Write a Blog >>
ESEC/FSE 2022
Mon 14 - Fri 18 November 2022 Singapore

To improve software quality, just-in-time defect prediction (JIT-DP) (identifying defect-inducing commits) and just-in-time defect localization (JIT-DL) (identifying defect-inducing code lines in commits) have been widely studied by learning semantic features or expert features, respectively, and indeed achieved promising performance. Semantic features represent the intrinsic characteristics of defect-inducing commits, while expert features are experts’ knowledge on understanding such commits.

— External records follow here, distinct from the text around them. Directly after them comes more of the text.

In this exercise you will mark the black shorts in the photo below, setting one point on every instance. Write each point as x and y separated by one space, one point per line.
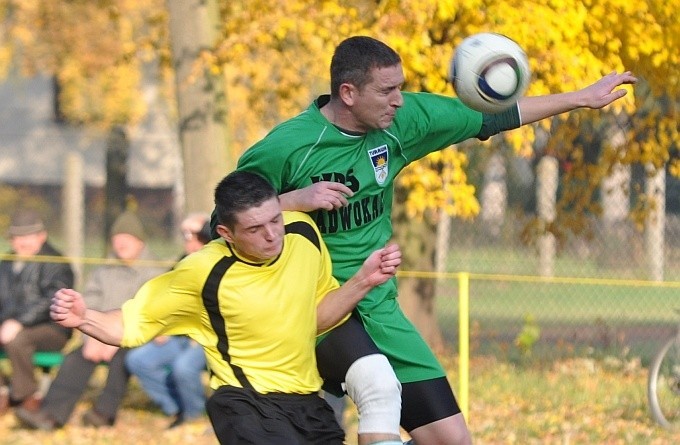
422 402
243 416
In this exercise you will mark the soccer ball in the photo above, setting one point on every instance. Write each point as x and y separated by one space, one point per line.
489 72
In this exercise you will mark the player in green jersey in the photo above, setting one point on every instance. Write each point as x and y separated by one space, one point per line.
338 160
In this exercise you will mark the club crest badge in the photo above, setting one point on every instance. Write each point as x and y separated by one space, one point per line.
379 160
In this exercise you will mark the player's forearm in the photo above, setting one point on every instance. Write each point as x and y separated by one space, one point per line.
340 302
535 108
106 327
289 202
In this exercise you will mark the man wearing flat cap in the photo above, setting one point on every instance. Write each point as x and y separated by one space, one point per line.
27 285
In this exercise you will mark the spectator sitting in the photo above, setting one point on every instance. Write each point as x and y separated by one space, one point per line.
26 290
170 367
107 288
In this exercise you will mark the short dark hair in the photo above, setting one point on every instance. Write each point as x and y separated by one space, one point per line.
240 191
355 57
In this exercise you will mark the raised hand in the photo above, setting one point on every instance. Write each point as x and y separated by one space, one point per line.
605 91
68 308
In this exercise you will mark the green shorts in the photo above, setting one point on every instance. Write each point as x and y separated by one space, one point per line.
393 335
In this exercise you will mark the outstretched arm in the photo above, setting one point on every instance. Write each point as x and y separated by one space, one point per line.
69 310
379 267
598 95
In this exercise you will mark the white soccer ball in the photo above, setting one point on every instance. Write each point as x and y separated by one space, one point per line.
489 72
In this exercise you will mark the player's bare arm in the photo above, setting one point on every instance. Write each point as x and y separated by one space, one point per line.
321 195
379 267
69 310
597 95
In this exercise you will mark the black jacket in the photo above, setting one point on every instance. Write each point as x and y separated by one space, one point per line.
26 296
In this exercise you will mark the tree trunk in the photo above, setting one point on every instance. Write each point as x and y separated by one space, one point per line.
73 215
416 294
546 197
655 224
117 152
200 100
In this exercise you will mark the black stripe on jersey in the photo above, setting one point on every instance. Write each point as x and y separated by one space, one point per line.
306 230
212 306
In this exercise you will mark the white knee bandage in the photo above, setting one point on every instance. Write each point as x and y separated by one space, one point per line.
376 391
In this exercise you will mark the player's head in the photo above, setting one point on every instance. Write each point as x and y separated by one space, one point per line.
249 216
355 58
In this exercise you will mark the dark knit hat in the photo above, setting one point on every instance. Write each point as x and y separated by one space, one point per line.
25 222
128 222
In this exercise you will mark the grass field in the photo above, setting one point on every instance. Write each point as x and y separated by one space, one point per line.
574 401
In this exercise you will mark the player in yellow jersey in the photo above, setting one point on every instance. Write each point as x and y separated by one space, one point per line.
255 299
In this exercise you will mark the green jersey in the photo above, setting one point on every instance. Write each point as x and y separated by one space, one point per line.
308 149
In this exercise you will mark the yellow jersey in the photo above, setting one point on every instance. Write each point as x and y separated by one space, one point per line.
256 322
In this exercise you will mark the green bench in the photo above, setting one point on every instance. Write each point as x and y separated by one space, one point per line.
44 360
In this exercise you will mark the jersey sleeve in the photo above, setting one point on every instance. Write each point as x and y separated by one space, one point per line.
168 304
430 122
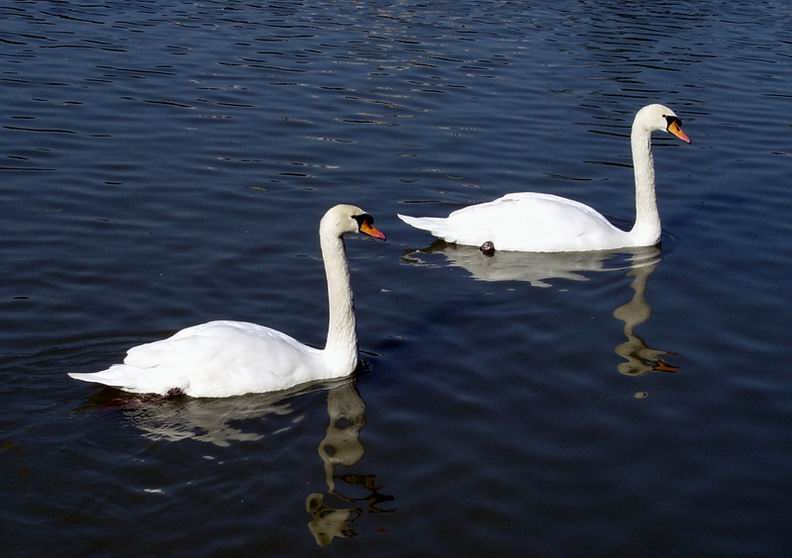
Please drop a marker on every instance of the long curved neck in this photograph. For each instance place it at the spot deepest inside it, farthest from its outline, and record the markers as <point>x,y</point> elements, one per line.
<point>646,230</point>
<point>340,351</point>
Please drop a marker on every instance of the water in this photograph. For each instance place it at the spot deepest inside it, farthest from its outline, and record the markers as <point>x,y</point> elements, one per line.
<point>165,164</point>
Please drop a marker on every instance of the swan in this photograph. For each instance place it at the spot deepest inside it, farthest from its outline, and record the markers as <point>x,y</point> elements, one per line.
<point>226,358</point>
<point>534,222</point>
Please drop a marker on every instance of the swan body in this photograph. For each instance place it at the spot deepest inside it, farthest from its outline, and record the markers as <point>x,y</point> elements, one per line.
<point>535,222</point>
<point>225,358</point>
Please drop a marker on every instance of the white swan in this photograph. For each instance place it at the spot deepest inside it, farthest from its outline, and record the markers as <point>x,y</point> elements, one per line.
<point>225,358</point>
<point>532,222</point>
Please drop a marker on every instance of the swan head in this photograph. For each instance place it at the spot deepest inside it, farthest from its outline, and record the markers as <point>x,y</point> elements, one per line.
<point>661,118</point>
<point>342,219</point>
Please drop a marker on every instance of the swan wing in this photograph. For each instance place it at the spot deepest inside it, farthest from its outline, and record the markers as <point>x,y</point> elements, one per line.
<point>215,359</point>
<point>526,221</point>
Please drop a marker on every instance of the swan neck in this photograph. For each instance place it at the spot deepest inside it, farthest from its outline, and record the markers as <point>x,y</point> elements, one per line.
<point>646,231</point>
<point>340,352</point>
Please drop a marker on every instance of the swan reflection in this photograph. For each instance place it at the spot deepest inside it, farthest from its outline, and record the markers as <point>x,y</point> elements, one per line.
<point>349,494</point>
<point>539,269</point>
<point>341,447</point>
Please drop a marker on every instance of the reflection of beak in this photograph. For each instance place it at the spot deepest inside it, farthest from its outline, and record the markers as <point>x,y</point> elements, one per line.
<point>372,231</point>
<point>663,366</point>
<point>675,129</point>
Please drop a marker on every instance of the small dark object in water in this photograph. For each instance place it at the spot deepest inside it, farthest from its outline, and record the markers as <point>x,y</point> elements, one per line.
<point>488,248</point>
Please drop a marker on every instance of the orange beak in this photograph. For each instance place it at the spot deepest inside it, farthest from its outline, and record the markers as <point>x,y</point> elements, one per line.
<point>372,231</point>
<point>675,129</point>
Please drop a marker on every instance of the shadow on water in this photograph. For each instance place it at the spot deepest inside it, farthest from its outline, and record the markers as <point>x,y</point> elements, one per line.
<point>349,495</point>
<point>542,269</point>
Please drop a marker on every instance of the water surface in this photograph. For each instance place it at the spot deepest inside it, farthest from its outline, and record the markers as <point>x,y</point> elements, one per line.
<point>167,164</point>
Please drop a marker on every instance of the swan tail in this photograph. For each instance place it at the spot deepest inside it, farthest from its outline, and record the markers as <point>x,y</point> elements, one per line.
<point>432,224</point>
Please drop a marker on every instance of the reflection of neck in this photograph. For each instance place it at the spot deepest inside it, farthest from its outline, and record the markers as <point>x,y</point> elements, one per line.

Unfortunately, the best of the two features have not been fully explored together to boost the just-in-time defect prediction and localization in the literature yet. JIT-DP identifies defects at the coarse commit level, while as the consequent task of JIT-DP, JIT-DL cannot achieve the accurate localization of defect-inducing code lines in a commit without JIT-DP. We hypothesize that the two just-in-time tasks can be combined together to boost the accurate prediction and localization of defect-inducing commits by integrating semantic features with expert features. Therefore, we propose to build a unified model of just-in-time defect prediction and localization, JIT-Fine, by leveraging the best of semantic features and expert features. To assess the feasibility of JIT-Fine, we first build a large-scale line-level manually labeled dataset JIT-Defects4J. Then, we make a comprehensive comparison with six state-of-the-art baselines under various settings using ten performance measures grouped into two types: effort-agnostic and effort-aware. The experimental results indicate that JIT-Fine can outperform all state-of-the-art baselines on both JIT-DP and JIT-DL tasks in terms of ten performance measures with a substantial improvement (i.e., 10%-629% in terms of effort-agnostic measures on JIT-DP, 5%-54% in terms of effort-aware measures on JIT-DP, and 4%-117% in terms of effort-aware measures on JIT-DL). The good results of JIT-Fine also indicate the advantages of combining expert features and semantic features, as well as building a unified model for both JIT-DP and JIT-DL.